Floodwaters from Tropical Storm Harvey, which has already killed at least seven people in Texas and is expected to drive tens of thousands from their homes, will likely rise in the coming days as heavy rains continued to pound the US Gulf Coast.
National Guard troops, police officers, rescue workers and civilians raced in helicopters, boats and special high-water trucks to rescue the hundreds of people still stranded in and around Houston, the nation's fourth-largest city.
The storm was the most powerful hurricane to strike Texas in more than 50 years when it came ashore on Friday near Corpus Christi, 350km south of Houston.

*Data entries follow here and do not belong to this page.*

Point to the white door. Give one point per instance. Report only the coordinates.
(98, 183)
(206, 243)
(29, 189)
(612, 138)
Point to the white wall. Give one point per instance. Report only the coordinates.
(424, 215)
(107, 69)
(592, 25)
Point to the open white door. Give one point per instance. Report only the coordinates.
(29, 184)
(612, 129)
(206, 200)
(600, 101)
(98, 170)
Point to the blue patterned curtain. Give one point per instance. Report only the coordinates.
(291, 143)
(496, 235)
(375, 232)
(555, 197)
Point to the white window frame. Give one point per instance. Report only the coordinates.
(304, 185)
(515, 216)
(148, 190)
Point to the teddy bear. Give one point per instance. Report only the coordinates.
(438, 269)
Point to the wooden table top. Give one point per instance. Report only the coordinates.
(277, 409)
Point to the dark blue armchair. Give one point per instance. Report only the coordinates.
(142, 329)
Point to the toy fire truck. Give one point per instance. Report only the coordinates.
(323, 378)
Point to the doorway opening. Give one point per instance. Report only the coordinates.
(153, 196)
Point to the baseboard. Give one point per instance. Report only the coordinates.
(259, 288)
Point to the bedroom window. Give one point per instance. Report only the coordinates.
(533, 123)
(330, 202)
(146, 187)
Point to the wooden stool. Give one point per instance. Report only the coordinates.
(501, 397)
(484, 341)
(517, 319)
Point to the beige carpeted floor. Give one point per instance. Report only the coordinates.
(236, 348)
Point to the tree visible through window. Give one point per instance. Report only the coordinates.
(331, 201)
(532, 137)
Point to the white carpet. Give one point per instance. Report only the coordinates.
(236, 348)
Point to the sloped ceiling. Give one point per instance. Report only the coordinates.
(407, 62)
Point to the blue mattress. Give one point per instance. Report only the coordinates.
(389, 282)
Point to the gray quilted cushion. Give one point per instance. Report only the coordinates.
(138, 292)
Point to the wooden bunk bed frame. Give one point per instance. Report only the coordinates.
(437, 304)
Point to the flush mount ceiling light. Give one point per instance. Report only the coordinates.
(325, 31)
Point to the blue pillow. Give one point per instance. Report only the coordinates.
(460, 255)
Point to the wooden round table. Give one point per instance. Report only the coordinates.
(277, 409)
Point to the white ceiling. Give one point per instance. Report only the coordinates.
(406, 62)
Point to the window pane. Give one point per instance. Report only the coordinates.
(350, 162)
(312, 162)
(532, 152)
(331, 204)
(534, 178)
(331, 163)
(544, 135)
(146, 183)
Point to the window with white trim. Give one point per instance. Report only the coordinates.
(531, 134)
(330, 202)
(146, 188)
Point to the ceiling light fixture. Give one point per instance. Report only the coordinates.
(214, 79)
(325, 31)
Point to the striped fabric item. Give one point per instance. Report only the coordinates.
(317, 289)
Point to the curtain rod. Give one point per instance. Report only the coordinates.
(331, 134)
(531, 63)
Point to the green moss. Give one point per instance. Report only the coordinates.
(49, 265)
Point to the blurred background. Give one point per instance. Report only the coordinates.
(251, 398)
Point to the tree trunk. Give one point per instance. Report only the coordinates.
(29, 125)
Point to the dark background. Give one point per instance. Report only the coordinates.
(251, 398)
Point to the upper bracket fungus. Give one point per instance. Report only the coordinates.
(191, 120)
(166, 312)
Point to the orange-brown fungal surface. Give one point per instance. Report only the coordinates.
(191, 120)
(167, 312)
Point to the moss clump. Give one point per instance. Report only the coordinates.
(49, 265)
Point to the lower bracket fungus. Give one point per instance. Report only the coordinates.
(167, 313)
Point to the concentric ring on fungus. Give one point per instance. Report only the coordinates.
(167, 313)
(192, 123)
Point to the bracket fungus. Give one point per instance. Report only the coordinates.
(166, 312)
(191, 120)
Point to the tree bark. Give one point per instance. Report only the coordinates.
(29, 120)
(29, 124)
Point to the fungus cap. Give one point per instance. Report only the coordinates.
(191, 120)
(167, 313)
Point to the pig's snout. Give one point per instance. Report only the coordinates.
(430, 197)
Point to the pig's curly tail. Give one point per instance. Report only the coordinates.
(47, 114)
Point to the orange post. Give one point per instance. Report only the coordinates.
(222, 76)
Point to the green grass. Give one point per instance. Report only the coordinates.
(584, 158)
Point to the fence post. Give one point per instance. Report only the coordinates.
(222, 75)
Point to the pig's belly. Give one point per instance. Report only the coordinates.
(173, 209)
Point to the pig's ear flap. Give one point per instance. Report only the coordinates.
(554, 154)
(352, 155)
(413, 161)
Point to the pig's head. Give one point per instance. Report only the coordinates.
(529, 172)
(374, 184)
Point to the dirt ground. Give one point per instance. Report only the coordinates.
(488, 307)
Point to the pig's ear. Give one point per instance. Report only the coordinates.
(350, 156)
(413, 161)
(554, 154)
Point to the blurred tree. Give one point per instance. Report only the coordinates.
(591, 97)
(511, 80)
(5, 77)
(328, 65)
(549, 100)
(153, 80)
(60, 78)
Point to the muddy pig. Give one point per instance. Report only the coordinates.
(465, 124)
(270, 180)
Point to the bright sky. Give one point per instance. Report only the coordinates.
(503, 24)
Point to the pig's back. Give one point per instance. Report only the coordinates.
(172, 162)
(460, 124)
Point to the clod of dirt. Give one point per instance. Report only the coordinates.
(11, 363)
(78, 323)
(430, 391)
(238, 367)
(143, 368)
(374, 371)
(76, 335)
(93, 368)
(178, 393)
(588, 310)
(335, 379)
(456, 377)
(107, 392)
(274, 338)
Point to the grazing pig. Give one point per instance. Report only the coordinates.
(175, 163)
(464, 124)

The worst is far from over, as the National Weather Service issued numerous flood warnings across the region.
President Donald Trump plans to go to Texas on Tuesday to survey the damage and may in the future visit Louisiana, where the storm is now dumping rain.
Trump, facing the biggest natural disaster since he took office in January, has signed disaster proclamations for Texas and Louisiana, triggering federal relief efforts.
Harvey has killed at least six people in Harris County, where Houston is located, including a man who died in a house fire on Friday night and an elderly woman driving through flooded streets on the city's west side the next day.
A 60-year-old woman died in neighbouring Montgomery County when a tree fell on her trailer home while she slept, the local medical examiner said on Twitter.
With other people missing, the death toll could rise.
Both of Houston's major airports were shut down, along with most major highways, rail lines and a hospital, where patients were evacuated over the weekend.
As of Monday evening 267,000 Texans were left without power in the southeast corner of the state.
As stunned families surveyed the wreckage of destroyed homes and roads flooded or clogged with debris, Texas Governor Greg Abbott warned Houstonians to brace for a long recovery.
"We need to recognise this is going to be a new and different normal for this entire region," Abbott said.
Harvey was expected to linger over Texas' Gulf Coast for the next few days, dropping another 25-50cm of rain, with threats of flooding extending into Louisiana.
In scenes evoking the aftermath of Hurricane Katrina in 2005, police and Coast Guard teams have rescued at least 2000 people so far, plucking many from rooftops by helicopter.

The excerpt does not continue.